Systems for remote identification of objects are being used for many purposes, such as identifying an item or object in a warehouse, retailers, stores, dealerships, parking lots, airports, train stations and/or at any particular location. Such systems use Radio Frequency (RF) signals to communicate information between an RF reader apparatus and an RF transponder (tag) attached to the item or the object. The RF transponder includes a memory component that can store particular information, such as identification information (e.g., price, identification, serial number, product information, etc . . . ) about the object or the item. Many RFID systems operate based on a passive powering system in which the RFID reader conveys energy to the RFID transponder. The RF transponder includes an antenna to receive the energy conveyed from the RFID reader and transfer the energy to the memory component in order to facilitate the communication between the RF reader and the RF transponder. Some systems include both “read” and “write” functions; thus, the RF reader can read information previously stored in the RF transponder's memory and the RF transponder can also write new information into the memory in response to signals from the RF reader.
Each RF transponder has an individual code containing information related to and identifying the associated object/item. In a typical system, the RF reader sends an RF signal to the remote RF transponder. The antenna in the RF transponder receives the signal from the RF reader, backscatter-modulates the received signal with data temporarily or permanently stored in the RF transponder (such as data indicating the identity prices, and/or contents of the object/item to which the transponder is attached), produces a sequence of signals in accordance with the transponder's individual code, and reflects this modulated signal back to the RF reader to pass the information contained in the RF transponder to the RF reader. The RF reader decodes these signals to obtain the information from the transponder. Likewise, the transponder may decode signals received from the reader and write information to the transponder's memory.
Tagging an object or an item is an important application. Tagging an object or an item includes at least identifying, authenticating, recognizing, inventorying, checking-in, checking-out, tracking, locating, detecting and sensing the electronic device for many purposes. For instance, there have been many attempts to tag an item such as a CD or a DVD.CD, a DVD, a merchandise, or the like. Such tagging has been employing an RFID system. Attempts have been made to place an RFID transponder on the cover or jacket of the CD or the DVD item.

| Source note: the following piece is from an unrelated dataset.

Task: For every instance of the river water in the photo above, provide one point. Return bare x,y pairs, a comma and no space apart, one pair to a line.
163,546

However, current tagging technology employing RFID systems do not successfully read the items/objects 100% of the time, especially without adding complex components to the items to booster the read accuracy. Additionally, the transponder is only placed on the jacket or cover of the item such as CDs/DVDs thus allowing for possible removal or tampering of the RFID transponder and possibly removing the CDs/DVDs from actual item from the jackets or the covers. Such possible removal the actual CDs or DVDs items from the covers defeat the purpose of tagging. Most importantly, the current tagging technology employs only a short range detection (13.56 MHz) thus does not provide for a long range detection.
Merchants, sellers, buyers, surveyors, retailers, libraries, pharmacies, hospitals, and the like who distribute, sell, or otherwise require information for particular items have the need to track, tag, and/or authenticate object/items. Thus, many people and/or entities rely on such tracking and tagging systems. To name a few benefits, such tagging system reduces operation costs or needs for manpower in tracking and tagging, increases security of the items, increases efficiency in keeping a good inventory of the items on premises, and increases reliability in the authentication of such items.